The wooden sculptures were very striking; we were especially moved by the life size treatments of Mary and the Angel of the Annunciation, created by an artist known as the Maestro della Santa Caterina di Alessandria, at some point between 1400 – 1415 for the church of San Simeona a Rocca d’Orcia. Mary wears red, and has such a simple elegance. Extraordinary!
In addition to these remarkable pieces, the gallery had several exhibits originally painted for churches in Montalcino during the first half of the fourteenth century, by Sienese artists of real distinction. These include Ambroglio Lorenzetti, one of the stars of the National Gallery’s recent exhibition: Siena 1300 – 1350 (see my blog piece earlier this year) and more of whose work we were to admire in the Palazzo Pubblico in Siena the next day. (Swipe from right to left on the pics in slide show gallery)
We raced off on the longer route (having been warned by its website to avoid Google’s shorter white road route) to Capanna where we were hosted by a very competent woman who quickly got the measure of her very different clients. (Our Japanese fellow tasters were still recovering from following Google!)

The view from the garden surrounding the winery was spectacular, with their vineyards below. We also met the founder of Capanna as he was working in the cellar, a modest man, not very keen on being photographed, but who graciously agreed.




Our next appointment was with Gabriele in the Osteria di Porta al Cassero, a small but very obliging restaurant within sight of the Fortezza and the very large and nearly full carpark below it, where we had parked. And we tasted his newly bottled Sicilian white wine which he and his friends have been busy producing this summer. Having spotted how busy the loo was, I dodged next door to use yesterday’s bar’s facilities, rapidly downing an espresso to establish my credentials there, and to be granted the key!

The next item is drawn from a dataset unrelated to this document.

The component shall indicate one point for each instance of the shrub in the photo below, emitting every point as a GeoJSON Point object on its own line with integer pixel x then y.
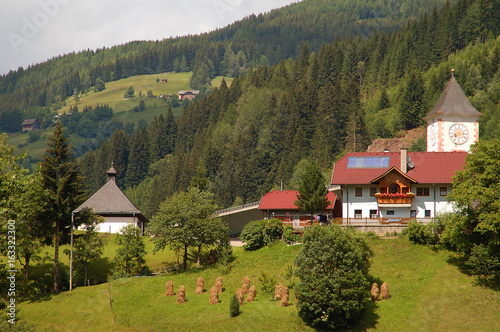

Our next appointment was with Gabriele’s uncle, Guiseppe Gorelli, himself an established consultant and now, wine maker. Coincidentally, he lives and makes wine where Gabriele and Azzura used to live before they moved into a more modern and better equipped house due passi from the Fortezza in Montalcino. He was nervous of our visit, and before our arrival, had furiously cleared up after the last of the grapes were safely stowed away. He talked at length about his newish project, and about his experience of many years working with wine makers.


I was on tenterhooks. The car was due to be returned to an industrial estate on the outskirts of Siena by 18.00, and we had no idea how the Friday early evening traffic might affect our journey. Remarkably we arrived without incident at 17.53, to be greeted warmly by two highly efficient (highly motivated) men keen to close up and go home. We were touched that one of them stayed until our taxi arrived to take us to our hotel. Our 36 hours in very busy, warm and sunny Siena started here.